Parallel GPU computing using OpenCV

Question

I have an application that requires processing multiple images in parallel in order to maintain real-time speed.

It is my understanding that I cannot call OpenCV's GPU functions in a multi-threaded fashion on a single CUDA device. I have tried an OpenMP code construct such as the following:

#pragma omp parallel for
for(int i=0; i<numImages; i++){
    for(int j=0; j<numChannels; j++){
        for(int k=0; k<pyramidDepth; k++){
            cv::gpu::multiply(pyramid[i][j][k], weightmap[i][k], pyramid[i][j][k]);
        }
    }
}

This seems to compile and execute correctly, but unfortunately it appears to execute the numImages threads serially on the same CUDA device.

I should be able to execute multiple threads in parallel if I have multiple CUDA devices, correct?
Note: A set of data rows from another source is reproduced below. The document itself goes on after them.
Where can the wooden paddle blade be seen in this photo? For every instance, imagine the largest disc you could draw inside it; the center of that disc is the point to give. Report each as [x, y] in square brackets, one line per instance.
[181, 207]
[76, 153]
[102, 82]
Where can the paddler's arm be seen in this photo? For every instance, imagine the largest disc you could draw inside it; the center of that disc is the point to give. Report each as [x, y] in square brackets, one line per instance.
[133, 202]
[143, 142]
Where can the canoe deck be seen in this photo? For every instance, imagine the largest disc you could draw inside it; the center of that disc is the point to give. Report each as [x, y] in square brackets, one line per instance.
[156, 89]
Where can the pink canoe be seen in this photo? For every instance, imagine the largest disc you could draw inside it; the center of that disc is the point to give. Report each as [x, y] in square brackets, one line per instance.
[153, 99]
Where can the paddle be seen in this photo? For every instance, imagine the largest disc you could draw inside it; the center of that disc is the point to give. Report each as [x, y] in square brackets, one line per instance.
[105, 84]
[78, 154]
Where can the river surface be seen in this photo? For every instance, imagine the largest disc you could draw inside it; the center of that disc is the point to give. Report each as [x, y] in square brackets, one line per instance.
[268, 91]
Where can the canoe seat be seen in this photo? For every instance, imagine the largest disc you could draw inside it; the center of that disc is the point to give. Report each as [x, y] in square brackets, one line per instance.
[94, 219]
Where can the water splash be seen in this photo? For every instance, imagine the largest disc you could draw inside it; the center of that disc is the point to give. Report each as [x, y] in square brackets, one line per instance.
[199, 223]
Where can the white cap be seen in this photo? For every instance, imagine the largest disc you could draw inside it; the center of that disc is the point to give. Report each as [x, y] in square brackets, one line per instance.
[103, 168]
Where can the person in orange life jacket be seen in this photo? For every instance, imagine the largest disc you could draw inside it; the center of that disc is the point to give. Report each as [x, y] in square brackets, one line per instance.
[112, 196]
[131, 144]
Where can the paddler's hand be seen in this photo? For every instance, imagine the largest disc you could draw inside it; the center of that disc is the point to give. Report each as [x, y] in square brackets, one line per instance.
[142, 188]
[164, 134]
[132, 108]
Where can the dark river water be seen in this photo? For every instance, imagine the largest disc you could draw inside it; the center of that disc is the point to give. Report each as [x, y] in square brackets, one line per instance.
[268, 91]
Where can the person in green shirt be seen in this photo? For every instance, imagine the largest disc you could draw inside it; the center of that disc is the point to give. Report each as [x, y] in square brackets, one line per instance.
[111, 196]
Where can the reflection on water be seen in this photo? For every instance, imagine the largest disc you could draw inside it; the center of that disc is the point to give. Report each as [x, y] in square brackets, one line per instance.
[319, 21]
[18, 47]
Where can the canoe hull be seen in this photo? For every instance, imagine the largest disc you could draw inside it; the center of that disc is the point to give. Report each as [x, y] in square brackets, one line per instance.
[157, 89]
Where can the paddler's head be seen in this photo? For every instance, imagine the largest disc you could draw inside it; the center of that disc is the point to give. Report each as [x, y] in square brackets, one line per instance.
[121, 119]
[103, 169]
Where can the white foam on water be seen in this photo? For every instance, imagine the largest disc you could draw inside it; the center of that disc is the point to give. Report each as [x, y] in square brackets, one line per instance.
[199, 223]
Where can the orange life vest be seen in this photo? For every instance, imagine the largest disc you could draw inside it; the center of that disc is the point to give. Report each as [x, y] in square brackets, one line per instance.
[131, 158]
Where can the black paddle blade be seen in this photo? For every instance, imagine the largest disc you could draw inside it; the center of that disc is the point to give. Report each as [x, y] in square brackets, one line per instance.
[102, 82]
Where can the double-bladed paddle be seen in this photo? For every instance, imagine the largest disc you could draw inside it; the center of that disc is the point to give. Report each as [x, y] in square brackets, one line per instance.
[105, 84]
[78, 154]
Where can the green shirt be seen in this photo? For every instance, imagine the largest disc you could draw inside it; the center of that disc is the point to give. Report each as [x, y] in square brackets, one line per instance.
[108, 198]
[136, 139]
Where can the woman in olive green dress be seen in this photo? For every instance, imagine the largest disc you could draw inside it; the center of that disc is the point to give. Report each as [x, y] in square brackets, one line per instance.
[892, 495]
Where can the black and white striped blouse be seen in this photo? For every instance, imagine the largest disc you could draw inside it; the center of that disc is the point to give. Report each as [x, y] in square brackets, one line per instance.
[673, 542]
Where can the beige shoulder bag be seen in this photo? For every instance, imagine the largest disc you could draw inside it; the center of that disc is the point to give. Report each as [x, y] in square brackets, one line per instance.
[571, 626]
In order to get multiple CUDA devices, do I need multiple video cards?

Does anyone know if the nVidia GTX 690 dual-chip card works as two independent CUDA devices with OpenCV 2.4 or later? I found confirmation it can work as such with OpenCL, but no confirmation with regard to OpenCV.

Perhaps the answer is in the source code for OpenCV?

Chris O
– Chris O

2012-06-21 16:51:59 +00:00
Commented Jun 21, 2012 at 16:51 — Chris O
– Chris O, Commented Jun 21, 2012 at 16:51

Ɖiamond ǤeezeƦ · Accepted Answer · 2016-04-15 16:24:06Z

5

Just do the multiply passing whole images to the cv::gpu::multiply() function.

OpenCV and CUDA will handle splitting it and dividing the task in the best way. Generally each computer unit (i.e. core) in a GPU can run multiple threads (typically >=16 in CUDA). This is in addition to having cards that can appear as multiple GPUs or putting multiple linked cards in one machine.

The whole point of cv::gpu is to save you from having to know anything about how the internals work.

edited Apr 15, 2016 at 16:24

Ɖiamond ǤeezeƦ

3,3413 gold badges32 silver badges42 bronze badges

answered Jun 22, 2012 at 14:45

Martin Beckett

96.3k28 gold badges196 silver badges268 bronze badges

Sign up to request clarification or add additional context in comments.

6 Comments

mmccullo Over a year ago

Yes, true. The multiply() function is written to take advantage of CUDA threading within the function itself. However, what I need is more than one multiply() function operating in parallel threads. That does not seem to be possible without multiple gpus. Then you can execute a multiply() function on each in parallel and for different images simultaneously.

Martin Beckett Over a year ago

@mmccullo - yes cv::gpu uses low level cuda threading, you can call it in multiple user threads but each will fully utilize the gpu until the other has finished. If you have a card with cuda2 it will use streams to do this async so your threads don't block

mmccullo Over a year ago

I am using CUDA v4.2. I am not sure what your reference to "cuda2" means exactly. It does not appear to necessarily block my OpenMP threads, but it the execution time of my code above is only slightly better than executing in a single thread. It appears the execution of the multiple threads occurs serially on the single CUDA device -- otherwise the execution time should be much less than the single thread on the same device. My test GPU is a Quadro2000M with 2GB and 192 CUDA cores. The images are 1280x960 RGB.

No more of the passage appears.